台英間で生物材料寄託に関する協力覚書に署名、2017年12月1日から実施
J171204Y1.J171204Z1 | 2017年12月号(J220) 前のぺージに戻る    
    台湾の特許出願人の多元化された国際特許戦略と期待に応え、さらには台湾と海外との間の寄託に関する協力のネットワークを拡大するために、経済部知的財産局(TIPO)と英国知的財産庁(UKIPO)は2017年12月1日、双方のトップが「台英間における特許手続上の微生物の寄託の分野における相互協力」に関する覚書に署名し、同日正式に相互承認が実施された。この協定は、2015年に日台間で微生物寄託に関する相互承認が行われたのに次ぐ特許関連協力のブレークスルーだといえる。

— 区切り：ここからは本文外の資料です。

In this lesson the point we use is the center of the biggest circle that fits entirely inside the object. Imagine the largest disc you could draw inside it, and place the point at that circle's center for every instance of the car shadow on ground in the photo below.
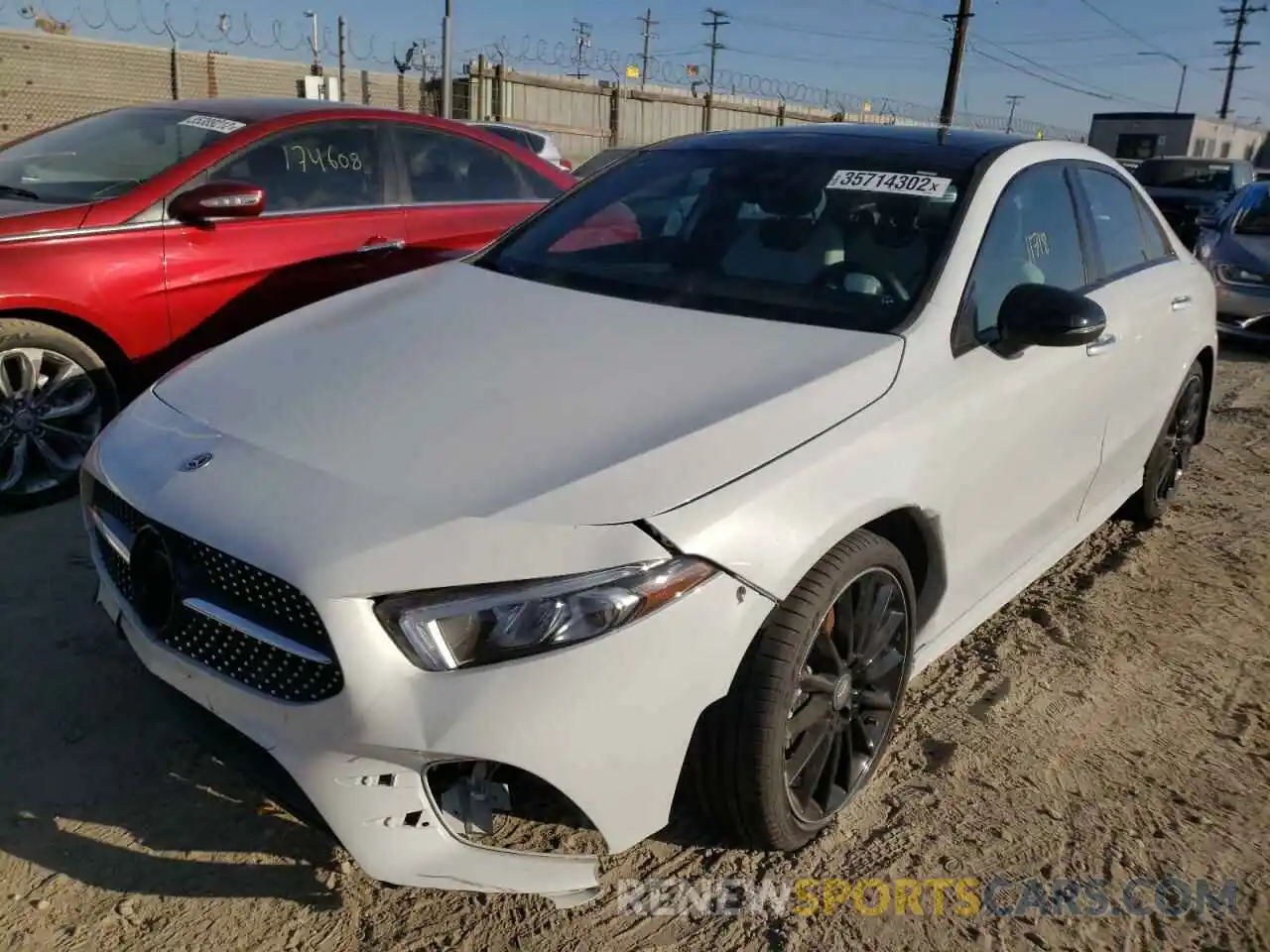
(1245, 350)
(100, 784)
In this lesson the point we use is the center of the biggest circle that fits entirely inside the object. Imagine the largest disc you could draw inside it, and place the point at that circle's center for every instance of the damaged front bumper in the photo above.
(606, 724)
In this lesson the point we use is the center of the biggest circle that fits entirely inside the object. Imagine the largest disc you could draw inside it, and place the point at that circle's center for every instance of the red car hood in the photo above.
(21, 217)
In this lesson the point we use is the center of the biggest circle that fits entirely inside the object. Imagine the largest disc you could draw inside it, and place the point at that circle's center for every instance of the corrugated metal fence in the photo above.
(50, 79)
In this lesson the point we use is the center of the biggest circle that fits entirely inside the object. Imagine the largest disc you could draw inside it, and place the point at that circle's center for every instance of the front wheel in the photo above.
(1171, 452)
(816, 701)
(55, 397)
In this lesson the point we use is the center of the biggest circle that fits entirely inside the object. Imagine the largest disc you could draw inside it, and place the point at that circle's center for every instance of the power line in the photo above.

    知的財産局によると、本協定において、台湾の出願人は国内の財団法人食品工業発展研究所(Food Industry Research and Development Institute)、又は英国の寄託機関に寄託し、当局又は英国知的財産庁に対して該寄託証明書類を提出するだけで、双方はいずれも寄託事実を承認し、重複寄託の必要がなくなる。さらに、国内のメーカー又は研究機関が複数の国に特許を出願する必要があるときは、わが国と相互承認している日本の寄託機関に寄託できる以外に、英国の国際寄託機関に寄託することを選択できるようになる。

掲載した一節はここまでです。